Article 39 and Regulation 12 both focus on the phases of a case, and not situations. Since they did not participate in the pre-trial phase of the Lubanga case, I would think they will sit on the Lubanga appeal, unless someone shows an actual conflict of interest.
These are two very well qualified judges who will bring experience to the Appeals Chamber. I think it would be unwise to prevent them from serving as appellate judges only because of exposure to evidence coming from the same country as a particular case on appeal. Not all the judges are so experienced as these two, and I am glad they voted for themselves. There is no legal reason preventing them from serving in the appeals chamber.
I am partially in error: one of the two judges participated in the Lubanga pre-trial phase. The other did not. So my points apply to only one of the two judges.
A tricky situation, and one that may turn on the interpretation of the word "case" in Regulation 12. Does the "situation" count as part of the case, or is it wholly separate? These may be issues for the Presidency to decide (which raises more issues, but another day..)
Can Judge Usacka sit on the Lubanga case? In her favour, she only joined PTC1 after Lubanga's confirmation and was not directly involved. However, Judge Usacka was involved in one decision on the Lubanga case, taken by PTC1 after the confirmation decision: www.icc-cpi.int/iccdocs/doc/doc364571.PDF. Admittedly this is only of a technical nature but based on a strict reading of Regulation 12 this decision may be enough to disqualify the Judge.

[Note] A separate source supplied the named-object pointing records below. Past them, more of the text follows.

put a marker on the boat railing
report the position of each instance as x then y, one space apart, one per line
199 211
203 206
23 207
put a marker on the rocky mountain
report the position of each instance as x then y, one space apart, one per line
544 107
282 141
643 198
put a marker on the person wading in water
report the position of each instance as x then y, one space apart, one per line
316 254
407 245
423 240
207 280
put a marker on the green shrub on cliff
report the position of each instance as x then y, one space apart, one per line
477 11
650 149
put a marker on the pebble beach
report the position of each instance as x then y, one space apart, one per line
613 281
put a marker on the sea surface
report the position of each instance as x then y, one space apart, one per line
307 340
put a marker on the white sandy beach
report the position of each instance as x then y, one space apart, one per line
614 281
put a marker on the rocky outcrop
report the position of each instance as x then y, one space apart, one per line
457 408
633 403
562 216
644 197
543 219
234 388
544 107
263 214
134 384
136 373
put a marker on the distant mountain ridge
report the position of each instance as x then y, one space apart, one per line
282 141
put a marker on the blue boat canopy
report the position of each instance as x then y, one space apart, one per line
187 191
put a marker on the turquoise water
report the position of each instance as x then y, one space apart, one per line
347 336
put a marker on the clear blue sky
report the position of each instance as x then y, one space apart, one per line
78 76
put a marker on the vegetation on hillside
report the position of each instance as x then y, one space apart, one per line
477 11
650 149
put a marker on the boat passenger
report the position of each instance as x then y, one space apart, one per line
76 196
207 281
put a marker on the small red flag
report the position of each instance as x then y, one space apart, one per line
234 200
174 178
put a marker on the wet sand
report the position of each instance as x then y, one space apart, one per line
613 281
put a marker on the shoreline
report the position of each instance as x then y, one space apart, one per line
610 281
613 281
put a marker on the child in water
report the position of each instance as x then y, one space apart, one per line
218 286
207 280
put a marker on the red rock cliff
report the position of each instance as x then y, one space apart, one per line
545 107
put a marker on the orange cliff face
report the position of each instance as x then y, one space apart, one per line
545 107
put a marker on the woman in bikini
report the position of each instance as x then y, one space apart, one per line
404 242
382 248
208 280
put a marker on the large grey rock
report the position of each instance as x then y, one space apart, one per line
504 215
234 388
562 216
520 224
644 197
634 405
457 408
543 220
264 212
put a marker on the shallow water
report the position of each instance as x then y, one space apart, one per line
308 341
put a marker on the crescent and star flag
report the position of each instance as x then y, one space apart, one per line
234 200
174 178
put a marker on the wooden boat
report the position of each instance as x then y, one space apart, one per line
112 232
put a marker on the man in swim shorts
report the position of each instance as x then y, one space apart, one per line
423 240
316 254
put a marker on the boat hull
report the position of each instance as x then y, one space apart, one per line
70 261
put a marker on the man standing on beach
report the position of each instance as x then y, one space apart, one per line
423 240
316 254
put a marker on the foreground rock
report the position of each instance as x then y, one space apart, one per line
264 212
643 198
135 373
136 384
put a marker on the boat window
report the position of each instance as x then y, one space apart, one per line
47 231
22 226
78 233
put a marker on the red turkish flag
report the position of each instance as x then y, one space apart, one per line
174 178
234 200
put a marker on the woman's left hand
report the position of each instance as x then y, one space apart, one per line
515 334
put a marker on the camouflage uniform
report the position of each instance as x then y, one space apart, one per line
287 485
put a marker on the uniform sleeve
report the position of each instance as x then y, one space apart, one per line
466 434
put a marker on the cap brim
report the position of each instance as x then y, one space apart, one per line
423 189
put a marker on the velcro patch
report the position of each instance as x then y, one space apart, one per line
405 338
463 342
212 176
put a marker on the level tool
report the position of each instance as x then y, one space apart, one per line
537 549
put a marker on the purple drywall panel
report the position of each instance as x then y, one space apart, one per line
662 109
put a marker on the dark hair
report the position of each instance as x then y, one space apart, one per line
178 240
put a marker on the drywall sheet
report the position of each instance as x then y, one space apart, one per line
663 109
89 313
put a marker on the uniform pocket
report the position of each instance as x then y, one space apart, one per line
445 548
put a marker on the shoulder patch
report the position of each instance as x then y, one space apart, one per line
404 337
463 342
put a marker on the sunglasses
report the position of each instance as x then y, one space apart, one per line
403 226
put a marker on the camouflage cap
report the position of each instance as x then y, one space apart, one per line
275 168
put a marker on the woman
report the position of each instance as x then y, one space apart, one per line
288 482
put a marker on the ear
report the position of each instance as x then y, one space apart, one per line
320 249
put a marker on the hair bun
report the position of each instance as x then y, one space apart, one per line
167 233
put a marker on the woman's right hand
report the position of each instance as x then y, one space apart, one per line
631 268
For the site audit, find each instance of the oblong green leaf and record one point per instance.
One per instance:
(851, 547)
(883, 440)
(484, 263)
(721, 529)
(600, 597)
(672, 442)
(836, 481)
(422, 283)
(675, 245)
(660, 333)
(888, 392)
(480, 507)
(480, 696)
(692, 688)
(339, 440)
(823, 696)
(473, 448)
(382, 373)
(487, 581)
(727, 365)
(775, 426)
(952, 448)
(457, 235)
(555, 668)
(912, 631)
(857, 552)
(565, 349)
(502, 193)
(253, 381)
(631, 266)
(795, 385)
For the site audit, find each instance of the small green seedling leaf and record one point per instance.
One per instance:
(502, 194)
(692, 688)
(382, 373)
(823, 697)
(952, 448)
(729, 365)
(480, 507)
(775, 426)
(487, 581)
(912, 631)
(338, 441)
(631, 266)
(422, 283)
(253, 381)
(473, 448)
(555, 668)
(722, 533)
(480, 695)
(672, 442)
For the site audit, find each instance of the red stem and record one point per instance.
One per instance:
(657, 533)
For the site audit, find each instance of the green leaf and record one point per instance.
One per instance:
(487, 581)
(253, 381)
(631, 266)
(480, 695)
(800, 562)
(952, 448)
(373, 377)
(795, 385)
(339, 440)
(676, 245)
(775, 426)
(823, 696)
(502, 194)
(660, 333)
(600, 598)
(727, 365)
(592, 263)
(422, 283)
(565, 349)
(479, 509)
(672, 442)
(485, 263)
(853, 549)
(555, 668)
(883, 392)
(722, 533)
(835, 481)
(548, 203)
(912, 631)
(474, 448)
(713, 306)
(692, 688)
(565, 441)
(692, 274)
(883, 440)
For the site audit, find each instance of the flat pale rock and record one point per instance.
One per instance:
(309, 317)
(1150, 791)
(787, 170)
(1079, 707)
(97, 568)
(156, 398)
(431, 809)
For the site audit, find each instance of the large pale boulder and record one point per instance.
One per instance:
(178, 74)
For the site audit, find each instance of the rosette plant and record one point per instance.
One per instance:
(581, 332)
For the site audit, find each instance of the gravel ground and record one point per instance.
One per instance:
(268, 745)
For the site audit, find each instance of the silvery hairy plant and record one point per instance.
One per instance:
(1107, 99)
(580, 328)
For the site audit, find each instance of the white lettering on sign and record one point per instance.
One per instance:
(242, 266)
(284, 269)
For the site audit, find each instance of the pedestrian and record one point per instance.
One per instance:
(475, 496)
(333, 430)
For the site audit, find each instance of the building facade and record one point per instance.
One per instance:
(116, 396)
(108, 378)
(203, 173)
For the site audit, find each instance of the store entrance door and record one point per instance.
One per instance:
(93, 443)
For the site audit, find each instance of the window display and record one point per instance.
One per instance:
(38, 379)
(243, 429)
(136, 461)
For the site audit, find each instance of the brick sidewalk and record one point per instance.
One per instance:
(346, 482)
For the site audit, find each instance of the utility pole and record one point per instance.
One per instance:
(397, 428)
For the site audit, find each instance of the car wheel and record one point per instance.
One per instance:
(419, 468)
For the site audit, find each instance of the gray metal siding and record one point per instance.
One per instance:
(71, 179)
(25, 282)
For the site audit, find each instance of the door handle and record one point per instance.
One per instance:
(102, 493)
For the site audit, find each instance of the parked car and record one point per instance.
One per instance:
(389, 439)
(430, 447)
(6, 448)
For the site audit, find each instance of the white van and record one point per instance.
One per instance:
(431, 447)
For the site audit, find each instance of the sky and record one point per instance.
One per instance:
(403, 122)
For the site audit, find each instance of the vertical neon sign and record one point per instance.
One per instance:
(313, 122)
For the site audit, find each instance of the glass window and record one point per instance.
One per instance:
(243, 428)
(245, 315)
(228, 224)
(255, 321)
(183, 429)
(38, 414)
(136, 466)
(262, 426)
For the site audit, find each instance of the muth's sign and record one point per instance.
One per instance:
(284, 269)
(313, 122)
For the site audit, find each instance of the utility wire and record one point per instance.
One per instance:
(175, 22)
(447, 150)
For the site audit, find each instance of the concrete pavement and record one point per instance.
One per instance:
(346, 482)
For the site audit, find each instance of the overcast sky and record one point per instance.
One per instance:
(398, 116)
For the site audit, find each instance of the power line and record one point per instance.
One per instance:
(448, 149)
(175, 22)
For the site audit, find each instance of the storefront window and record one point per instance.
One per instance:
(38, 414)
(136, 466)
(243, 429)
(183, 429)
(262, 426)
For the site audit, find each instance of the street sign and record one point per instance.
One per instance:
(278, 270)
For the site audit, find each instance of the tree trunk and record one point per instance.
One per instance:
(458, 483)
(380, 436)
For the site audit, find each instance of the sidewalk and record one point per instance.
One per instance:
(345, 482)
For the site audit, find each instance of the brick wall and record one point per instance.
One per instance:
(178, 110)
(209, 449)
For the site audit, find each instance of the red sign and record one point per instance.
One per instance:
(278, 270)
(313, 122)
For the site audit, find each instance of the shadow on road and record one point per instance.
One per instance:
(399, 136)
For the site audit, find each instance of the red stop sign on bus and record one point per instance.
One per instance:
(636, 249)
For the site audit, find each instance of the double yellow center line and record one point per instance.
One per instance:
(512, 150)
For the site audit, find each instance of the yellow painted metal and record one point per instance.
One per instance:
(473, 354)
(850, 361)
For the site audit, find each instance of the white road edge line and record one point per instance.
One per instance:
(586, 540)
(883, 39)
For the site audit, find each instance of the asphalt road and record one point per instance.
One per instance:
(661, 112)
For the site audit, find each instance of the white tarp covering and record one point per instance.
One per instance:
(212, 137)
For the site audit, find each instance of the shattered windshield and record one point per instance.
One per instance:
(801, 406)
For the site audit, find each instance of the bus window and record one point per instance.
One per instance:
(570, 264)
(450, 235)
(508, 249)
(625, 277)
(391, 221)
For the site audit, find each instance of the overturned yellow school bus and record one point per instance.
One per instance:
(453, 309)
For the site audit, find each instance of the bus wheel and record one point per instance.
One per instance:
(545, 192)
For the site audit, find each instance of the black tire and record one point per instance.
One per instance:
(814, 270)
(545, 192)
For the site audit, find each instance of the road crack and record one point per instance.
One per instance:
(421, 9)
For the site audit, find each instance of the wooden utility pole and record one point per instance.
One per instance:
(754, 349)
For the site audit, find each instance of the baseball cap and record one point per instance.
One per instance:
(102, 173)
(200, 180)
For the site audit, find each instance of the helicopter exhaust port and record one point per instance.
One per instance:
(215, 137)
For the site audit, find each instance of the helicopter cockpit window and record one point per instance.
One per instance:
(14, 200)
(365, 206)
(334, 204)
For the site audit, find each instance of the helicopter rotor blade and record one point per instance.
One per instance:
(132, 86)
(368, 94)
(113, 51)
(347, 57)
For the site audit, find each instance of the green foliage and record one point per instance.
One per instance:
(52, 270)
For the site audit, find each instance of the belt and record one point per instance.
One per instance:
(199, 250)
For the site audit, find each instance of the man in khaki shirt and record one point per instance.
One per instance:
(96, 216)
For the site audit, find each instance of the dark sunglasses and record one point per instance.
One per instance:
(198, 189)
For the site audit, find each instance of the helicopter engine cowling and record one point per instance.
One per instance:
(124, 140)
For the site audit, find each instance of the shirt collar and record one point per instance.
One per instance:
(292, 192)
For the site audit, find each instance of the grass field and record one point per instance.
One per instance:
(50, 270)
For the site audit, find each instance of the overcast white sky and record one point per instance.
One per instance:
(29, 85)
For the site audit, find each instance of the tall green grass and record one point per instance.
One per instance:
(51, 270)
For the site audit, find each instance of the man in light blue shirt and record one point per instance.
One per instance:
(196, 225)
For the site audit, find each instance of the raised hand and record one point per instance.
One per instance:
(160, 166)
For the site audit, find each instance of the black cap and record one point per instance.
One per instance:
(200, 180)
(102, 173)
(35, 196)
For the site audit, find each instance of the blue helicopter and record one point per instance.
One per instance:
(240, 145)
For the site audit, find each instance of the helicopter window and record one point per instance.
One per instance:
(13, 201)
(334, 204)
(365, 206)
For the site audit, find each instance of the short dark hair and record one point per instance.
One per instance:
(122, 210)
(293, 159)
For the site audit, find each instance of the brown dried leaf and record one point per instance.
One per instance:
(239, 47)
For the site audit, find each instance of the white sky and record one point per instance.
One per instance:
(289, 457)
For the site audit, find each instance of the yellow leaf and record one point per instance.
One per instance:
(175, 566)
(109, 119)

There may be other issues - surely the whole purpose of Regulation 12 (and Article 39, for that matter), is that a judge is untainted, uncontaminated by any material related to the case that he/she may have seen or any preconceptions that he/she may have formed. Judge Usacka is likely to have handled material concerning, and formed judicial opinions on, large amounts of material relating to Lubanga - either through her work on the DRC situation or on the Katanga case. She has also taken (admittedly non-substantive) decisions on the Ntaganda case (www.icc-cpi.int/iccdocs/doc/doc479828.PDF), which was intended by the Prosecutor to be joined with Lubanga and thereby inherently linked to it.